Is my technique of adding the DME and substituting it for the base malt at the 20-30 min boil mark correct then? Just for future reference if I need to reduce the grain amount?

Thanks for the info on the weight amounts for the 20L, trying to avoid any issues.
 
I agree with the DME comment dinnerstick, I see no reason not use it if needed, I´m a cheap bastard and DME is expensive so I try not to use it but I see no problems doing it to get to your target OG. Saving your specialty malts for later in the mash is a great idea too. The unit keeps temps pretty steady with the insulating jacket and lid on during mashing. I too stir my mash during pump breaks and IMHO it does boost your gravity a few points.
 
Is my technique of adding the DME and substituting it for the base malt at the 20-30 min boil mark correct then?

yes, i give it even less time in the boil; i throw in irish moss, yeast nutrients, and put in my immersion chiller all around the 15-10 minute mark, so i also add any sugars and dme then
 
Anyone have any experience with the 200 or 500 liter braumeister??

Hi, I am an experienced BM 200 l brewer.

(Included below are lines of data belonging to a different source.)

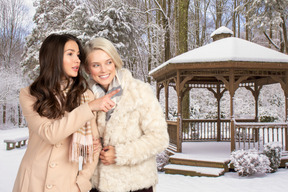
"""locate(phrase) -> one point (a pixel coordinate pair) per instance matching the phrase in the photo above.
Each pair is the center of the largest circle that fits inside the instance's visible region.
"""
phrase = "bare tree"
(12, 31)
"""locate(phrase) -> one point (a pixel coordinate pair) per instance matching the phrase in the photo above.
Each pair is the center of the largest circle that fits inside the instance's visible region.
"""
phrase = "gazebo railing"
(205, 130)
(256, 135)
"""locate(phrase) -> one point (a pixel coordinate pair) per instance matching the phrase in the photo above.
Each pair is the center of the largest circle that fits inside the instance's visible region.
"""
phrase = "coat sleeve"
(83, 178)
(53, 131)
(154, 127)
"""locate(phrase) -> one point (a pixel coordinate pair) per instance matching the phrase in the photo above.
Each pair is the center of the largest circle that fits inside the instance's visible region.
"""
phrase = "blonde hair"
(104, 45)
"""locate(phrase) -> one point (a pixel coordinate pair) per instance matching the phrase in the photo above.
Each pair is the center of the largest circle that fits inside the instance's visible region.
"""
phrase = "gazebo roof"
(221, 53)
(221, 30)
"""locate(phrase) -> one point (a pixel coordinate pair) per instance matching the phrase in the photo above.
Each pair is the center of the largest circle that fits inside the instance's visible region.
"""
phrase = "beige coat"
(45, 165)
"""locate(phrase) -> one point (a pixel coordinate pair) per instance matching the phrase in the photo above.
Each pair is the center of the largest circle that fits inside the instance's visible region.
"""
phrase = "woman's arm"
(53, 131)
(83, 179)
(155, 136)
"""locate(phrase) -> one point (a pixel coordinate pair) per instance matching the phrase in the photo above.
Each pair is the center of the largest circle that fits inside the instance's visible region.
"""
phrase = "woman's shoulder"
(25, 92)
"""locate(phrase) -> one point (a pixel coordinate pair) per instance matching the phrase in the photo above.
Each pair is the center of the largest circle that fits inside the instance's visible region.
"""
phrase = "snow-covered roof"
(228, 49)
(221, 30)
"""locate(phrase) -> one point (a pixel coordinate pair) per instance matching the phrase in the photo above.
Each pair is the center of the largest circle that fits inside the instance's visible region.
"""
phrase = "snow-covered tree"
(268, 18)
(249, 162)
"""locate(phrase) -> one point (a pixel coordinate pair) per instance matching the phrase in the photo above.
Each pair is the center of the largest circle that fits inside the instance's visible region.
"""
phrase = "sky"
(269, 182)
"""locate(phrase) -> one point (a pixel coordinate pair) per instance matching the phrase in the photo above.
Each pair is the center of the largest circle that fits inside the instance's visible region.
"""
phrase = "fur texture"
(138, 130)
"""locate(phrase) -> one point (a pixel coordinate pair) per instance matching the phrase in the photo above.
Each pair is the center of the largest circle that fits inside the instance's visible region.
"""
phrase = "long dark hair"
(48, 87)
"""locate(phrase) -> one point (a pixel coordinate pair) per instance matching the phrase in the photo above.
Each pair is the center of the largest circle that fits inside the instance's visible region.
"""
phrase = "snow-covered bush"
(162, 159)
(273, 152)
(249, 162)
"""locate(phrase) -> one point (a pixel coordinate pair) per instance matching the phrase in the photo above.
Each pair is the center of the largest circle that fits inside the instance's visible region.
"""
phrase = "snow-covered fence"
(206, 130)
(256, 135)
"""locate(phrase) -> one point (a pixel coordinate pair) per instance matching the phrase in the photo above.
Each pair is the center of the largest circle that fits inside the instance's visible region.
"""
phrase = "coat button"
(48, 186)
(58, 145)
(52, 164)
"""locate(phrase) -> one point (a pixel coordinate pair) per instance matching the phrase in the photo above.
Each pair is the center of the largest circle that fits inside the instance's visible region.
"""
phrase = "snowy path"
(276, 182)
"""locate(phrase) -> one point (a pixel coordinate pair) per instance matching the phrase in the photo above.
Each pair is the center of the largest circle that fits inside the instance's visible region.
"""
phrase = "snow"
(276, 182)
(228, 49)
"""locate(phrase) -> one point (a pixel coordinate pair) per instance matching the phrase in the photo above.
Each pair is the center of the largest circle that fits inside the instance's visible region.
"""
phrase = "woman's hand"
(103, 103)
(96, 145)
(107, 155)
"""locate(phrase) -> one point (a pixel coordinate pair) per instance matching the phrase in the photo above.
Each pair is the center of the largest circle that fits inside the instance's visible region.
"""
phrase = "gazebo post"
(166, 86)
(179, 114)
(286, 131)
(232, 92)
(218, 113)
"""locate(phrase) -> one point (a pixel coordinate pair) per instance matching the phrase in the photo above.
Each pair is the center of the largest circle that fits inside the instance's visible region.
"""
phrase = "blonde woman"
(133, 132)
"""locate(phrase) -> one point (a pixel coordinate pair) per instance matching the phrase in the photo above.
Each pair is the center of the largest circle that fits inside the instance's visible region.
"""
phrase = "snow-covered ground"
(276, 182)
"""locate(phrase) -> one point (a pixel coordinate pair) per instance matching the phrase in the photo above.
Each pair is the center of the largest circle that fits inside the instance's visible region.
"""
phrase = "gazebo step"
(193, 170)
(284, 159)
(200, 163)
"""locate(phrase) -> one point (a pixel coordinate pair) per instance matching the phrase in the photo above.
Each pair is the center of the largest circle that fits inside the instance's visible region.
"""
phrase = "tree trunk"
(183, 47)
(147, 5)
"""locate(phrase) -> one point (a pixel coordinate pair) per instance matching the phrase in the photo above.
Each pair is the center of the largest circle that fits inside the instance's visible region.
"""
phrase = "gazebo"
(224, 65)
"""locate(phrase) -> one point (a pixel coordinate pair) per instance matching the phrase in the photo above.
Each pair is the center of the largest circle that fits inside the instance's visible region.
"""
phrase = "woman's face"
(71, 61)
(101, 67)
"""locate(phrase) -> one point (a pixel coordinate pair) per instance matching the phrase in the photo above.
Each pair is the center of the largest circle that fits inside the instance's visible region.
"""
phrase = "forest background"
(146, 33)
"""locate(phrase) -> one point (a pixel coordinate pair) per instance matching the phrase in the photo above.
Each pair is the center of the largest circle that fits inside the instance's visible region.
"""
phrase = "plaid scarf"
(82, 140)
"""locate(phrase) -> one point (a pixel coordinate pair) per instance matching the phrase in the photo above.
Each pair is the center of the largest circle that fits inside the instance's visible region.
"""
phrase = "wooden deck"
(202, 159)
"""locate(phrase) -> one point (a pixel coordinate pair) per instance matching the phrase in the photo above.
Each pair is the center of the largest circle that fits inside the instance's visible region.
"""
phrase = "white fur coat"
(138, 131)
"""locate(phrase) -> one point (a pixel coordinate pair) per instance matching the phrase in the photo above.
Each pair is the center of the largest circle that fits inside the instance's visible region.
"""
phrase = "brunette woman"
(58, 109)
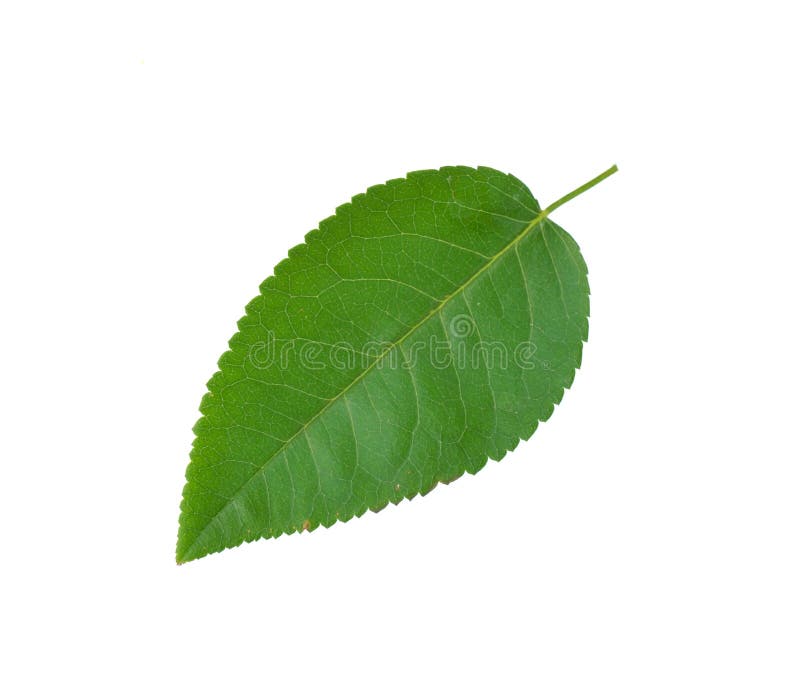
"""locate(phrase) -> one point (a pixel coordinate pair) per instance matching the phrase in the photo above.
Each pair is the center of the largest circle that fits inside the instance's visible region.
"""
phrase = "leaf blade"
(267, 461)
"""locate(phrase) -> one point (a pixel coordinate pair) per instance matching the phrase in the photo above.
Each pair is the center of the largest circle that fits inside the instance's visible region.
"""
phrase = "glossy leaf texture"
(430, 324)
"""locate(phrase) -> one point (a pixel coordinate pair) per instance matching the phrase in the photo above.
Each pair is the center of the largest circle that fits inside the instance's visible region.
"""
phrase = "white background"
(157, 159)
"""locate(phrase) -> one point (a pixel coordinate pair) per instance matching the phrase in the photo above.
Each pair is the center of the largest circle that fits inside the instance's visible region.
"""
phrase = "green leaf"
(428, 325)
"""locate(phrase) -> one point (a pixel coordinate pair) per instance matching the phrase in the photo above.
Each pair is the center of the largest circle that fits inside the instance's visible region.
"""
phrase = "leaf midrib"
(535, 222)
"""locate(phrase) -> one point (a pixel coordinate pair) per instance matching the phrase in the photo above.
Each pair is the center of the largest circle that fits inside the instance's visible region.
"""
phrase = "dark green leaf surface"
(428, 325)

By using 48 kg of malt and 4 kg of sugar I get more than 320 l of beer wort around 11 °P. So, the BM 200 can easily be driven as a 300 l device. I can recommend it.

Check out my page if interested:

http://de-de.facebook.com/pages/danidrinks-Mikrobrauerei-Daniel-Michel/176739955731354

www.danibier.ch

on this German forum you will find a lot of information regarding the BM 200 l - use google translate.

http://hobbybrauer.de/modules.php?name=eBoard&file=viewthread&fid=12&tid=13205&page=1&orderdate=ASC


There is yet no official 500 l BM as far as I know. But, I saw the link. It seems to me they want to show the BM 500 to the world on the BrauBeviale in Nürnberg that starts tomorrow. The price seems quite high for the 500 l version. Production will start soon, I assume.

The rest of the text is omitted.